(2)比喩
ホメーロスの比喩はかなり独特で、一言で表すと「数行に渡るほど長く、異様に具体的」であることが特徴となっている。
「ともにその胸中に燃やす戦意は凄まじかったが、それはあたかも海を行く舟人たちが、よく磨かれた樅の櫂で波を撃つにも倦み疲れ、疲れて手足も萎えた折、待ち望んだ順風を神が送られる時にも似て、二人は彼等を待ち望むトロイエ人の前に現れた。」
――イーリアス、第七歌
その数については『イーリアス』が『オデュッセイア』を上回るものの、そもそもどちらも多いので、物語の展開上の都合による差と考えられよう。『イーリアス』では、特に戦闘の場面で(叙事詩全体の分量としてそういう場面が大部分を占めるのだが)よく使われている。『オデュッセイア』は、それに比べると様々に場面が転換し、行動や事物を直接描写している(する必要がある)ことが多い。少なくともホメーロス的な比喩の対象にはなりづらい場面が多いのである。
『イーリアス』では、家畜を襲い、狩人に追われる獅子、といった比喩がたびたび現れる。当時はギリシアにも人々の身近なところにライオンがいたのか、ということだけでも驚きだが、このように、叙事詩は当時の風俗を数多く伝えてくれる。閑話休題、戦闘場面における勇士の戦いをそのように例える比喩がかなり多いが、大差のない表現が頻繁に使われるのは松平千秋の言うように「平凡陳腐」という誹りも免れ得ないものの、その中でも詩人の技巧が発揮されるものもある。
「一座の中でペレウスの子は、先導となって激しく哀哭し、敵を屠る両の腕を友の胸に置いていつまでも呻いてやまぬその姿は、鹿狩りに出た狩人に、深い森の茂みから密かに仔獅子を奪われた、たてがみも見事な獅子のよう、その後からかえって怒り悲しみ、男の足跡を辿りつつ、どこぞで見つけることができぬものかと、谷から谷へ渡ってゆく、激しい怒りに駆られつつ――その獅子にも似てアキレウスは、ミュルミドネス勢の間で激しく呻きつついうには、(……)」
――イーリアス、第十八歌
ここではアキレウスが、トロイア軍のヘクトルに殺された親友パトロクロスの遺体にすがって嘆き悲しんでいるが、この比喩によって、後にヘクトルがアキレウスに追い回されることを予告しているようである。

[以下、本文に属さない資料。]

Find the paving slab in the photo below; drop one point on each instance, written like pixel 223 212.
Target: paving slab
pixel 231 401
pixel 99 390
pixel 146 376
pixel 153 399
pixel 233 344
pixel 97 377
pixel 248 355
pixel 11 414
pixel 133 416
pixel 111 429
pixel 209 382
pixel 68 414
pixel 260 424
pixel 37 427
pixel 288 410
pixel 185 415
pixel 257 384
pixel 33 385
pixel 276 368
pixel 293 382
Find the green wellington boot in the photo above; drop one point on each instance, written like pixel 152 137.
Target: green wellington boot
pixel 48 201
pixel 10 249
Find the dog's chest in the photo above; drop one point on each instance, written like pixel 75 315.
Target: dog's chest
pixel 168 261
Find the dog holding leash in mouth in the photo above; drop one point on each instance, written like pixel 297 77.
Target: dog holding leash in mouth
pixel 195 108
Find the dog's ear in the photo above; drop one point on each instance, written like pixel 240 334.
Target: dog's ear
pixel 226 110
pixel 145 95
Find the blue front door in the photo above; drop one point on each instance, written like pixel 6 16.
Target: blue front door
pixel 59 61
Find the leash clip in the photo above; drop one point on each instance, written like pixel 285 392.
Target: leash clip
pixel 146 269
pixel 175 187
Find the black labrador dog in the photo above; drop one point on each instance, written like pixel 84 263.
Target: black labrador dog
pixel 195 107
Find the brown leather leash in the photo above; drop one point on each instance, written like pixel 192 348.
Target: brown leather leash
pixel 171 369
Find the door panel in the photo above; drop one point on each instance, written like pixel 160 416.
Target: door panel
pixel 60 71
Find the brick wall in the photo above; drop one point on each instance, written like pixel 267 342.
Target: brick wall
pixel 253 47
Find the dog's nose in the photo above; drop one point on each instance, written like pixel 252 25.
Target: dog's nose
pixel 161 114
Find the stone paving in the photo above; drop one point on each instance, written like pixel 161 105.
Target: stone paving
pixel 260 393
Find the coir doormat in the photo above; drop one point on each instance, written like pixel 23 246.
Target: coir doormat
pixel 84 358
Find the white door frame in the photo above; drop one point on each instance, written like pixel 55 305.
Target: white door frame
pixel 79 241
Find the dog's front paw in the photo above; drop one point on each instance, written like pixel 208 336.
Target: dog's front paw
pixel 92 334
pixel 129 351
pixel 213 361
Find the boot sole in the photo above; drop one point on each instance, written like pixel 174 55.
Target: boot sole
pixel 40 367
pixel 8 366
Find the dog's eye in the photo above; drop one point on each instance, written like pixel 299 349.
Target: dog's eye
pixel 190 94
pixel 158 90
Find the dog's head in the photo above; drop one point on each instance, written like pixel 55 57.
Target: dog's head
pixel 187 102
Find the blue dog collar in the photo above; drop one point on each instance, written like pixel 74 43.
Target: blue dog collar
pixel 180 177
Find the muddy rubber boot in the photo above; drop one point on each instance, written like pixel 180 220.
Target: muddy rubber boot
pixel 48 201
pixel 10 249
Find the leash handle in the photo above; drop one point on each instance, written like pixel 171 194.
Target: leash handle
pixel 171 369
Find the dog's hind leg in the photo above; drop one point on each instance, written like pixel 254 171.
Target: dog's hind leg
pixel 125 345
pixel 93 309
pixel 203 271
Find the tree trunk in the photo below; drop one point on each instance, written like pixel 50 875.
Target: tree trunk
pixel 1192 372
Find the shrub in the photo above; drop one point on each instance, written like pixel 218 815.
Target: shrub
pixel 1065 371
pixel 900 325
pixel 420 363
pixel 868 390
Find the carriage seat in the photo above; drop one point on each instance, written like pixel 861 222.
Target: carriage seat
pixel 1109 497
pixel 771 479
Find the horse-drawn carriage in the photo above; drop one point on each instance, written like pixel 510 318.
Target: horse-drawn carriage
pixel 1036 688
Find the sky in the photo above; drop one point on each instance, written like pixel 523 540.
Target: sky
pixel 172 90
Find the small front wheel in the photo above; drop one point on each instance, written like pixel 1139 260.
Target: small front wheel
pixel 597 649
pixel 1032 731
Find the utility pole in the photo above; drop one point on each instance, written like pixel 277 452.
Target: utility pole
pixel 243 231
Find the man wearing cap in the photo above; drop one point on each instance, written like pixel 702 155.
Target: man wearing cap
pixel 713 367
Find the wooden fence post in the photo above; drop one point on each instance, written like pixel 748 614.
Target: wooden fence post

このような具体的な比喩は、まさに聴衆にその光景をまざまざと見せ、その場に身を置かせたことであろう。生活の中で目にしたり実際に体験する場面のような言葉が比喩として使われるのは、一見して奇妙にも思えるが、次項のアポストロペーと同じく、聴衆を物語りに参加させることに、効果的に働いたと思われる。